I had a nurse check-up appointment this morning. It was fine. I wasn’t particularly feeling the need for a check-up or anything like that, but I was told to do it and I really really like following orders, especially around health things.
I like the nurse in my GP practice. She’s kind and competent and efficient and she mostly even remembers stuff about you from visit to visit, which can’t be easy given the size of the practice. But she also puts me on edge and leaves me feeling a bit like a little girl, or maybe it’s just that her demeanour triggers in me feelings that I had when I was a little girl.
I want to pass on information to her about pains and odd feelings etc., which I know are probably nothing, but I still want a medical professional to confirm as nothing. But when I do so, I sort of get that feeling like I’m being a nuisance or over-reacting or something like that.
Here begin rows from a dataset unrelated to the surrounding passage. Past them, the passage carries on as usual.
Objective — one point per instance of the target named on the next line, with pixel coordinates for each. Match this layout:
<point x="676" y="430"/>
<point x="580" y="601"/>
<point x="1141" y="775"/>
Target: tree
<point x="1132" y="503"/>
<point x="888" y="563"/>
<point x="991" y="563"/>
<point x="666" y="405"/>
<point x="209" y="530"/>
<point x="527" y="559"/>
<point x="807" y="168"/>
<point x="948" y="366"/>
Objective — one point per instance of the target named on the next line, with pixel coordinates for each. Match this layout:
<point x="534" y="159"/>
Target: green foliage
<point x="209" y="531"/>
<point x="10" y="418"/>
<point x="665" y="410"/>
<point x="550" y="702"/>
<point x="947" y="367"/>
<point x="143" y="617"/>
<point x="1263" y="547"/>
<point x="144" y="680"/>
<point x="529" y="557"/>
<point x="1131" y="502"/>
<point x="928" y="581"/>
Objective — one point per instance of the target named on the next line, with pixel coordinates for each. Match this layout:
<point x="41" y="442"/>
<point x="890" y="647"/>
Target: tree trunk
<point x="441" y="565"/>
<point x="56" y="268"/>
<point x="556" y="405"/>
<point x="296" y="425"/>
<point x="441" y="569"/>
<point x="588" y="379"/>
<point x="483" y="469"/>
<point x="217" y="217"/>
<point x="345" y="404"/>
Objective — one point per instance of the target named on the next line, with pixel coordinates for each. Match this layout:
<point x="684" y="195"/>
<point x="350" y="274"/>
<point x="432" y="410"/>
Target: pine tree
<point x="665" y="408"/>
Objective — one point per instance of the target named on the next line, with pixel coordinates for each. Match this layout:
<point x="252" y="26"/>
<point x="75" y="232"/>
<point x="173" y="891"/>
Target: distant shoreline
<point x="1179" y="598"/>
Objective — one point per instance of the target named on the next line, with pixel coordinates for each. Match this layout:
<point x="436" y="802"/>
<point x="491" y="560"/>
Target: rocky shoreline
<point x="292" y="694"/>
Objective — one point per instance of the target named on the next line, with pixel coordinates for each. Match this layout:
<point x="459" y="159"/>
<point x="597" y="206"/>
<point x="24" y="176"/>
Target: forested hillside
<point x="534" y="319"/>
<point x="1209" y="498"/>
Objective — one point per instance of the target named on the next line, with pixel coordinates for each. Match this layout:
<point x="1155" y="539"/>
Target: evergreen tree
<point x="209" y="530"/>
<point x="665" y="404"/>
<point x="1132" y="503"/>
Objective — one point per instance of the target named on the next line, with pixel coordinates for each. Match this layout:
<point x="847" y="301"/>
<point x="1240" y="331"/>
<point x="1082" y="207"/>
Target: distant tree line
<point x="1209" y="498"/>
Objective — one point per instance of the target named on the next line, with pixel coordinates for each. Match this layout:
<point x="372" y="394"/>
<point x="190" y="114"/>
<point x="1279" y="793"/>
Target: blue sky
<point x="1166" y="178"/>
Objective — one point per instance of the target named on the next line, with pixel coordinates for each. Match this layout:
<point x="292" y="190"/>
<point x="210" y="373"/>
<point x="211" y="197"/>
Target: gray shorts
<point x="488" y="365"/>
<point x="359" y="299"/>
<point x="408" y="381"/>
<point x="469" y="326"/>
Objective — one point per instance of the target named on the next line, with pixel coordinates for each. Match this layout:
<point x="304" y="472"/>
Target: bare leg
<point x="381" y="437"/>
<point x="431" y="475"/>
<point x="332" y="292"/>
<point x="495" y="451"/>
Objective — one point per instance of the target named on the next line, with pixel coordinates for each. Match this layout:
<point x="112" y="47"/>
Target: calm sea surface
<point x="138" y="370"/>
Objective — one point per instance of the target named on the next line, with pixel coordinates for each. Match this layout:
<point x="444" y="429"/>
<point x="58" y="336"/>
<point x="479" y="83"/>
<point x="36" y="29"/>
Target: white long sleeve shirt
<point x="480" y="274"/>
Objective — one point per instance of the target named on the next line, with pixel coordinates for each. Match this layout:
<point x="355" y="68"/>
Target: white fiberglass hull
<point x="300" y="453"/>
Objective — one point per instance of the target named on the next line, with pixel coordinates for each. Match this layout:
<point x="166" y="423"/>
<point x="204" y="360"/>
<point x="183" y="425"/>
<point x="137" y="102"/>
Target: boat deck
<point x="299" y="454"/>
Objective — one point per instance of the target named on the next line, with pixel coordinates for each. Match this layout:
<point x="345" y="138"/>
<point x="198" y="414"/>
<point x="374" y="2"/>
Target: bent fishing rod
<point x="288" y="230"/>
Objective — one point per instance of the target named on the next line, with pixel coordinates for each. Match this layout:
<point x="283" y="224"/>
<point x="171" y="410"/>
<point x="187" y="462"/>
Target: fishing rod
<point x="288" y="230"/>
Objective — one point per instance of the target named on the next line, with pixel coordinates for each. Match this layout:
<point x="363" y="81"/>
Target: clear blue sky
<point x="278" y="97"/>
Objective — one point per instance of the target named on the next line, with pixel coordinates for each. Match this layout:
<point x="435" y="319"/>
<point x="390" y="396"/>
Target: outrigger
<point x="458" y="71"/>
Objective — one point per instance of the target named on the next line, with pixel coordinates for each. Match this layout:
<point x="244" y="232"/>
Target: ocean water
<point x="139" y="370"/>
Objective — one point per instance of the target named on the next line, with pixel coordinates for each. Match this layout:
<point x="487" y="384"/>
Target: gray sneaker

It’s hard to put my finger on exactly what it is that she does or doesn’t do in our interactions that leaves me feeling like this, but the feeling is there all the same.
No doubt it’s all down to my own childhood issues, growing up with two medical professional parents, and many times being told when I complaint of ailments that “there’s always an arse or an elbow with you”.
I mean, it’s probably good to learn to curtail one’s hypochondriac leanings, but given that I had (have!) the feelings anyway, being told to shut up about them didn’t really make me feel any less anxious; I just stopped mentioning it.
And now as an adult or a parent, I do definitely see similar behaviour in my children, and I can find it frustrating, and I’m tempted to exclaim “You’re fine! There’s nothing wrong with you! Just get on with things!”. So I don’t even know what my parents were meant to do; I don’t even know how I’d parent small-me if I had the opportunity. Ideally I’d do something to help me cope with and deal with my own fears and anxieties. But if I could do that for then, I’d probably be able to do that for now, and we’ve all seen that that is most certainly not where my skills lie.
Had a bit of a (longer than intended) break there as G.’s aunt called around for a phone fixing. In the meantime the hospital rang to confirm Gestational Diabetes is to be my companion for the remaining four weeks of this pregnancy. Joy.
Just like the last time again, my post-prandial sugars are fine, it’s the fasting sugars that are over the line. It’s really frustrating because you’ve limited control when it comes to fasting sugars. I can control my post-eating levels by being smart about what I eat and eating small, frequent meals, and taking a short walk after eating, but I’ve no idea how to control what’s happening when I’m sleeping.
It also means that Christmas will be fairly miserable with no chocolate and few potatoes and no stuffing at dinner. No stuffing ever in the other meaning, in fact!
I was talking with G. about it a little last night: when you have something like Gestational Diabetes it’s actually easier to “be good” and stick to the rules when you’re doing it for someone else. And also when you know there’s an end date in sight. I remember having a huge craving for “just one chocolate” when I was pregnant with the twins – and I had it, and savoured it, but as a very “one off” (I’ll definitely find it hard to be off sweet things again). And I was miserable and felt very hard done by. But I could do it for the sake of giving the kiddos the best possible chance.
Also, having Twin 1 whipped away to the high care unit for two nights because of low blood sugar is an event I would be really determined to avoid if at all possible. If I keep that in mind, I think it will make it all more bearable. No piece of chocolate is worth an overnight with my newborn taken away from me.
So now… I got really organised with my task list over the weekend, so I know exactly what I need to get done today and I feel all the happier to get to it. I’ll be back here tomorrow!